Así pues, los apaches y las amazonas eran ladrones en el imperio de la propiedad; vagos en la sociedad del trabajo y esperpénticos en la cultura de la Razón. Pero además eran peligrosos y violentos al margen de un Estado que pretendía reservarse el monopolio de la fuerza. Aquel París de la III República había sido concebido por Luis Napoleón y por su urbanista de referencia, Barón de Haussmann, para evitar las luchas en las barricadas y el despliegue de revoluciones exitosas como ocurriera en el pasado. Las amplias avenidas parisinas podrían evitar otro julio de 1789, pero no que el salvaje oeste campase por ellas en toda su gloria. A los apaches les encantaba pegarse, mayormente entre ellos, y de hecho no eran pocos los que morían en reyertas. No eran peleas en la sombra, sino a plena luz del día y en mitad de la calle. Los locales en los que se reunían estaban llenos de pistolas (otro de sus distintivos) puestas encima de la mesa. Sin embargo, cuando la policía intentaba mediar en los disturbios acababa enfrentada con todos los implicados. En 1904, en lo que se conoció como la batalla de la Bastilla, al intentar detener una de estas luchas entre apaches, estos se unieron contra las fuerzas del orden público. Seis policías acabaron en el hospital con herida de bala.

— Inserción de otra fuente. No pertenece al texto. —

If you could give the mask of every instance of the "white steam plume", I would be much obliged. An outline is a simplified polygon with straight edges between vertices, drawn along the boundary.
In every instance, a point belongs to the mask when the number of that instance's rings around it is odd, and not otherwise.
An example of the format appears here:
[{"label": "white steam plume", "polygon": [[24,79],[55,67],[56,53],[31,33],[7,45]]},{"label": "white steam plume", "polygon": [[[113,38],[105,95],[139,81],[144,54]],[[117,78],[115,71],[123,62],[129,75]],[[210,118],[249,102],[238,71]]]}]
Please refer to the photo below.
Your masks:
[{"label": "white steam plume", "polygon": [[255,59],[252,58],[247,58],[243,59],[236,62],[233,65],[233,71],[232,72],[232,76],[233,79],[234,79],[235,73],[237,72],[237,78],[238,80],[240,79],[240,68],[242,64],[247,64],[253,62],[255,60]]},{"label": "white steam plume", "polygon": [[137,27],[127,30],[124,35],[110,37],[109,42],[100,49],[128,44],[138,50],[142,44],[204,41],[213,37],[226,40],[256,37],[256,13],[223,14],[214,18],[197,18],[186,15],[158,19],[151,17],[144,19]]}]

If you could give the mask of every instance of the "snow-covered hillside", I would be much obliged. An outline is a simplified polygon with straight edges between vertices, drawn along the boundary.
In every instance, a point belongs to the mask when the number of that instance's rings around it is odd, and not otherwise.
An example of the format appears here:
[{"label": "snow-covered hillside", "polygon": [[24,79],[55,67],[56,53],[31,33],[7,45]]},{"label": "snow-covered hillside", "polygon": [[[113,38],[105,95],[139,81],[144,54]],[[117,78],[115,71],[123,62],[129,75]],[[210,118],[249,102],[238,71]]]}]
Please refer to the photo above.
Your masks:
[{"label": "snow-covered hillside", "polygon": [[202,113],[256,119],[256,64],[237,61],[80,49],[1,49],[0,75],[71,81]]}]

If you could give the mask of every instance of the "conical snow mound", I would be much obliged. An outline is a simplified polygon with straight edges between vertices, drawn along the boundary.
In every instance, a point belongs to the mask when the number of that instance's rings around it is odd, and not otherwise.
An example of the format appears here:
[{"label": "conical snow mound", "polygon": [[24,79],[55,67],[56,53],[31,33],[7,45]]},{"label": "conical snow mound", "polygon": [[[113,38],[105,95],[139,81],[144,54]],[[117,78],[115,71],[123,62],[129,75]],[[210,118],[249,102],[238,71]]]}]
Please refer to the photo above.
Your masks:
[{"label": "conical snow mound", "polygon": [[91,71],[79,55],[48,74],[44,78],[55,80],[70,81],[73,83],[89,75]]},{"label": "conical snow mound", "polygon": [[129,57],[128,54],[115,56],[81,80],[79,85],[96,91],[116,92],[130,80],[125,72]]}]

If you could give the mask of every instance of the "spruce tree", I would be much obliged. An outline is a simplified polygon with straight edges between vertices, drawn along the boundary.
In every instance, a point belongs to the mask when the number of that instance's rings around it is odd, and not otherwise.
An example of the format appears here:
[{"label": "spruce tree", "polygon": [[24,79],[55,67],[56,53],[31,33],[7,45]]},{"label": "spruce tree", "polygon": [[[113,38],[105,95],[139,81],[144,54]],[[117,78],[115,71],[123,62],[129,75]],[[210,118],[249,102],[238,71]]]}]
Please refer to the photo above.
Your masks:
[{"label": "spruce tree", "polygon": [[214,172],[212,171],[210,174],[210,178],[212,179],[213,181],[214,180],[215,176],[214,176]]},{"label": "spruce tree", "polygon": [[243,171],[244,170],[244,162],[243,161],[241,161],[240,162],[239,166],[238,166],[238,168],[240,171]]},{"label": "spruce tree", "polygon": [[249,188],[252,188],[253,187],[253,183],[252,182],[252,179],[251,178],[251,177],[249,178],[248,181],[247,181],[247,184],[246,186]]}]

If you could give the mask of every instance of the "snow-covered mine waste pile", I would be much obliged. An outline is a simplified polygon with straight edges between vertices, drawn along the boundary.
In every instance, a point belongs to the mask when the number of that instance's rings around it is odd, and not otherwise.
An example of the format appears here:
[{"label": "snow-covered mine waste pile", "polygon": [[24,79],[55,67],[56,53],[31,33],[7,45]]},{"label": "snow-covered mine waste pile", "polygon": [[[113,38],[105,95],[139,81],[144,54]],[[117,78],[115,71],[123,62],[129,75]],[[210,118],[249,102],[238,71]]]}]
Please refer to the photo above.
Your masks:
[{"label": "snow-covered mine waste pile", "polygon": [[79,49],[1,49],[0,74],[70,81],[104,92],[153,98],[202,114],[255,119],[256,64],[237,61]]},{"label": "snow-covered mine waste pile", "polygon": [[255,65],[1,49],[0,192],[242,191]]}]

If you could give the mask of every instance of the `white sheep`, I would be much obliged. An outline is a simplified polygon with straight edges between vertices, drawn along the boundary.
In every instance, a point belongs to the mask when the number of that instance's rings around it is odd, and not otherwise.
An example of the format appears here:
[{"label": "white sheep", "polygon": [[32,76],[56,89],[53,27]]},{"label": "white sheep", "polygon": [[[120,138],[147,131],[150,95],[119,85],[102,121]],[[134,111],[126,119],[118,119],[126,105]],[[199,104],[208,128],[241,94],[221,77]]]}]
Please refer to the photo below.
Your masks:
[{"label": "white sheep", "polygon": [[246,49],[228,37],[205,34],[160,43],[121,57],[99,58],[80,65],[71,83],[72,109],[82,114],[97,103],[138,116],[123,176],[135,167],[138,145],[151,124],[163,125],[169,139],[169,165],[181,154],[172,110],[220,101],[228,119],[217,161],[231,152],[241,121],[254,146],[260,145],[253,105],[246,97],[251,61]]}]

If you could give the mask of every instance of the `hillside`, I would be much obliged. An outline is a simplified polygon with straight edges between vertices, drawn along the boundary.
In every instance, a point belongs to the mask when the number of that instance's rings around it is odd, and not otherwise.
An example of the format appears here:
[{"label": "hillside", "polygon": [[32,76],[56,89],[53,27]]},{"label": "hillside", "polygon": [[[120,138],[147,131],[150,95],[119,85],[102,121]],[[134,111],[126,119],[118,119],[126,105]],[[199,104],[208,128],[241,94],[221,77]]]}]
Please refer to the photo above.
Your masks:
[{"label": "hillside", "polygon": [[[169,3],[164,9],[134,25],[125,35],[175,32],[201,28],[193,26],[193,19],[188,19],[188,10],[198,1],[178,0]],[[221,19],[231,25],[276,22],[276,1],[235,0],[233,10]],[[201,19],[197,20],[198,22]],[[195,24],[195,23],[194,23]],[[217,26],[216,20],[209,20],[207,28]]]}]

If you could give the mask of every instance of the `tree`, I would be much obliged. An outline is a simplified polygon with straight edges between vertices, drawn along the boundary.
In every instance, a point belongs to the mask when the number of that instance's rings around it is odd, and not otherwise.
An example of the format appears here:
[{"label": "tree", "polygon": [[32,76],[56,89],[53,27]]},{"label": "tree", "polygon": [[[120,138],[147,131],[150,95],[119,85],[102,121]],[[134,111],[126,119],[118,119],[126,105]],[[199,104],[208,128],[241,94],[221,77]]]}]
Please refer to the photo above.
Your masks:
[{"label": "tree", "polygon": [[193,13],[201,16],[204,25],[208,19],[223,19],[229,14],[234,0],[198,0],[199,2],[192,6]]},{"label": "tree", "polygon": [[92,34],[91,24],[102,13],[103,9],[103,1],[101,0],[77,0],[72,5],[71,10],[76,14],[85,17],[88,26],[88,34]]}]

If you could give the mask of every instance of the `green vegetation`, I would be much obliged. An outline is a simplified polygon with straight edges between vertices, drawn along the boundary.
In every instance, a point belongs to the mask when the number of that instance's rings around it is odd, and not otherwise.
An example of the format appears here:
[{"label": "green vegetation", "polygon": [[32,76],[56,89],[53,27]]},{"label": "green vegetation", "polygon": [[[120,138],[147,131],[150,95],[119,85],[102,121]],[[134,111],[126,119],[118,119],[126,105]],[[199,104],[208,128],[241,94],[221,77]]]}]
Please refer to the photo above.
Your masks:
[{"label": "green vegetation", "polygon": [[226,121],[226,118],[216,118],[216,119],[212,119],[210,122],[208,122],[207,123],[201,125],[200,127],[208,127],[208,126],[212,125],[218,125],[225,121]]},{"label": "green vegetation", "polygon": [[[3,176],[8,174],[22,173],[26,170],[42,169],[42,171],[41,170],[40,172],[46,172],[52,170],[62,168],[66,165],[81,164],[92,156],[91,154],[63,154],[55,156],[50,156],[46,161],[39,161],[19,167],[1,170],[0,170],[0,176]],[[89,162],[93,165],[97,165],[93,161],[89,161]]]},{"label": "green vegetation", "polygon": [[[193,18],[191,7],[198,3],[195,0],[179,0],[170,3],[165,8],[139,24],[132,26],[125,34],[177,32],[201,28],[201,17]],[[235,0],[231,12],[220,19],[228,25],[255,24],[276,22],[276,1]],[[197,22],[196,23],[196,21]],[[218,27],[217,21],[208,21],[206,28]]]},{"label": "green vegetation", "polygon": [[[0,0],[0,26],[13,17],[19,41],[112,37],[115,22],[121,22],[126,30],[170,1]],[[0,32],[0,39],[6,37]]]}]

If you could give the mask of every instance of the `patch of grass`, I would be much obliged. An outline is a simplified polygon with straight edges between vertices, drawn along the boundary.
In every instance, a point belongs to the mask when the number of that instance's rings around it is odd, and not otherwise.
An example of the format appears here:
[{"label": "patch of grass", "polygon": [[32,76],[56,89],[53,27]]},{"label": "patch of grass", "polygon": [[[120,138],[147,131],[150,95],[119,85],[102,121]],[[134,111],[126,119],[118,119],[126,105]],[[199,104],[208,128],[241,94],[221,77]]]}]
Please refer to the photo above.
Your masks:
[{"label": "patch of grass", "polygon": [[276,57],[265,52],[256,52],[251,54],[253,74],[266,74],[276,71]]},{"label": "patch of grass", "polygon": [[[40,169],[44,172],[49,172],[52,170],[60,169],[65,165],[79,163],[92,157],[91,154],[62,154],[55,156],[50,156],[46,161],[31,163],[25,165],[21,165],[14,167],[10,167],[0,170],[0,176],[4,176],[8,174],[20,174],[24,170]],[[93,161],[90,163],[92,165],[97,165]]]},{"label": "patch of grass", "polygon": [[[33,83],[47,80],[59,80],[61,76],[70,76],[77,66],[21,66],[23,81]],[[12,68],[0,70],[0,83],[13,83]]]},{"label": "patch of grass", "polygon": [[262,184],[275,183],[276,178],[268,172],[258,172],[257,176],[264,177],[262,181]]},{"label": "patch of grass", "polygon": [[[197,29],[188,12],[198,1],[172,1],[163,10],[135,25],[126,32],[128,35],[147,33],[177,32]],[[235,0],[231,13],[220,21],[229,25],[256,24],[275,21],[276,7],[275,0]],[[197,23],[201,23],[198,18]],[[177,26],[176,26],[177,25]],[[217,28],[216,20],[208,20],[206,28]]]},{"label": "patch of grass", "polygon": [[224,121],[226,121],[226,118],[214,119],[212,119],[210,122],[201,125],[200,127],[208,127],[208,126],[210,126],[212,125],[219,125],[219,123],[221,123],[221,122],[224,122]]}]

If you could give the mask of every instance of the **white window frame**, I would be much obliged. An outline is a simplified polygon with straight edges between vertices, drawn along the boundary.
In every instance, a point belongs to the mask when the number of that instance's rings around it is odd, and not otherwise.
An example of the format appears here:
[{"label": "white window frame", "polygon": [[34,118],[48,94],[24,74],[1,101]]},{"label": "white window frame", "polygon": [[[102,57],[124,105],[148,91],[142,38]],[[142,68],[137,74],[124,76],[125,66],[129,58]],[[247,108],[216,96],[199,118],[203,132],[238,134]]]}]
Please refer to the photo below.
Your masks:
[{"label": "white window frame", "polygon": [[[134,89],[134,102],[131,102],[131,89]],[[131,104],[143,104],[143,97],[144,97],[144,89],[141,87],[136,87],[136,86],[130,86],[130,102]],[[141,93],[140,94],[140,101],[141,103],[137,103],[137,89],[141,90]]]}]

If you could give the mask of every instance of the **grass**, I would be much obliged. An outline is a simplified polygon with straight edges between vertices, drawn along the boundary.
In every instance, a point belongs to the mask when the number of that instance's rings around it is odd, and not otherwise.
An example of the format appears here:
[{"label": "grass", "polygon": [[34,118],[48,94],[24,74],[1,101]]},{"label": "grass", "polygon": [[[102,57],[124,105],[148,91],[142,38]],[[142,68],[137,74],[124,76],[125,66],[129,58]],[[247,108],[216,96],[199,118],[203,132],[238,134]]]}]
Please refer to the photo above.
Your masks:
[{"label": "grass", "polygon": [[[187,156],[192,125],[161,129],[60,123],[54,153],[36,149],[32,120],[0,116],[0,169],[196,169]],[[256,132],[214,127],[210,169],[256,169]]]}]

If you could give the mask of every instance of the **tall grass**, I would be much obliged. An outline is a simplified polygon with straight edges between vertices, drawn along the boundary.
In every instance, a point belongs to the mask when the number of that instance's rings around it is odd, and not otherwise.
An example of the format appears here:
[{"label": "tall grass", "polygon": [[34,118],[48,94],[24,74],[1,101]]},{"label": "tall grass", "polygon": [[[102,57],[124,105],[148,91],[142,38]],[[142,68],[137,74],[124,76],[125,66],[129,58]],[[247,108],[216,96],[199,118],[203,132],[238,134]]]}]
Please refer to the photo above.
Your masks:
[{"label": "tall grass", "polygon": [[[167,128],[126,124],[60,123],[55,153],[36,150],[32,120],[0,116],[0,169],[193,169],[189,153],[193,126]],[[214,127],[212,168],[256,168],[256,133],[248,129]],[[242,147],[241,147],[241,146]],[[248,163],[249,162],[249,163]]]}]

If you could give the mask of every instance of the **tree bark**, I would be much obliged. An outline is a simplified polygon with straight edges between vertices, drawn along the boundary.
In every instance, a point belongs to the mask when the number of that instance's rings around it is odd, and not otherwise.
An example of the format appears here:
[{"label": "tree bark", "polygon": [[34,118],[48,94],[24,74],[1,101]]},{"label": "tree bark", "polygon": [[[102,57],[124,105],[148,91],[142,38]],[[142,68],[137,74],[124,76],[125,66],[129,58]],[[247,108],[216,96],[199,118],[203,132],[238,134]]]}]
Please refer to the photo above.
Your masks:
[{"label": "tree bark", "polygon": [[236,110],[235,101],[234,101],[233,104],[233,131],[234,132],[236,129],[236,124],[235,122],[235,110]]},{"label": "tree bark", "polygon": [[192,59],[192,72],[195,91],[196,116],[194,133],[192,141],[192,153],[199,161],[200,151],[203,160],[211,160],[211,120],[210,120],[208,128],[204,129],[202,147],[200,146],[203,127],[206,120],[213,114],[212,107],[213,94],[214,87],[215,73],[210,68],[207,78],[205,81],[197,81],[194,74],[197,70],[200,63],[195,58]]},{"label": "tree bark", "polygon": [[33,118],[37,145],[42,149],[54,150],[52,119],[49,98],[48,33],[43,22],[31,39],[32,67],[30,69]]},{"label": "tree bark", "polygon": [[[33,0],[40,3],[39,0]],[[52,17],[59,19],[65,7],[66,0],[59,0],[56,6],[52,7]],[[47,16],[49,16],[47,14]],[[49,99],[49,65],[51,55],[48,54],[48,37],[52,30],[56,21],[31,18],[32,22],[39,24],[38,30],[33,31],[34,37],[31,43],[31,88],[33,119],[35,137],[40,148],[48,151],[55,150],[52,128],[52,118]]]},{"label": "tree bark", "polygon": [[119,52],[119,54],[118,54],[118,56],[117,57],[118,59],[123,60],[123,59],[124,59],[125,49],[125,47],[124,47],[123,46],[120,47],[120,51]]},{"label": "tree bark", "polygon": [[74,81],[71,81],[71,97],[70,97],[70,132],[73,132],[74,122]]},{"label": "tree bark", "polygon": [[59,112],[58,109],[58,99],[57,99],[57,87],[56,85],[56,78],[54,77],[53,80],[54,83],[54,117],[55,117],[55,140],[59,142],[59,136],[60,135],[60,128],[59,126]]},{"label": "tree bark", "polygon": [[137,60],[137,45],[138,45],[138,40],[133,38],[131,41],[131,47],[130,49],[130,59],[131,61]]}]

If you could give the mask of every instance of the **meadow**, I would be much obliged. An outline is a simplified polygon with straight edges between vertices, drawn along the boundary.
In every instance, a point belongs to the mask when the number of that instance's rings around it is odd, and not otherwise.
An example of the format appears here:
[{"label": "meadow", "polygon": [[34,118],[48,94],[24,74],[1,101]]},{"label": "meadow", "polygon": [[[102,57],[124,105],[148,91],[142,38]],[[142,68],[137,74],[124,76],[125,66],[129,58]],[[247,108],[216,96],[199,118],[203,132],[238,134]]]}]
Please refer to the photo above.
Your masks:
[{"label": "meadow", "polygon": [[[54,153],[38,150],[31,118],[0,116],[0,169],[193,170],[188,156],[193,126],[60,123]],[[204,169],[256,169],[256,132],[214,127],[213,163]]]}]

La subcultura apache era un síntoma de que no todos querían participar de los valores de la sociedad optimista y cosmopolita que triunfó hasta el estallido de la Gran Guerra. Eran un movimiento extraño porque no aspiraba al diálogo con las autoridades ni a la consecución de mejoras sociales. Era la espontaneidad del día a día librándose de la mejor forma posible de las garras de la explotación a la que parecían condenados. De ahí que las campañas contra ellos fuesen tan intensas, pero resistieron. A lo que ya no pudieron resistir fue a la masacre que comenzó en 1914. El exterminio fue algo sistemático entonces como lo había sido en las guerras indias del lejano oeste. El baile había terminado.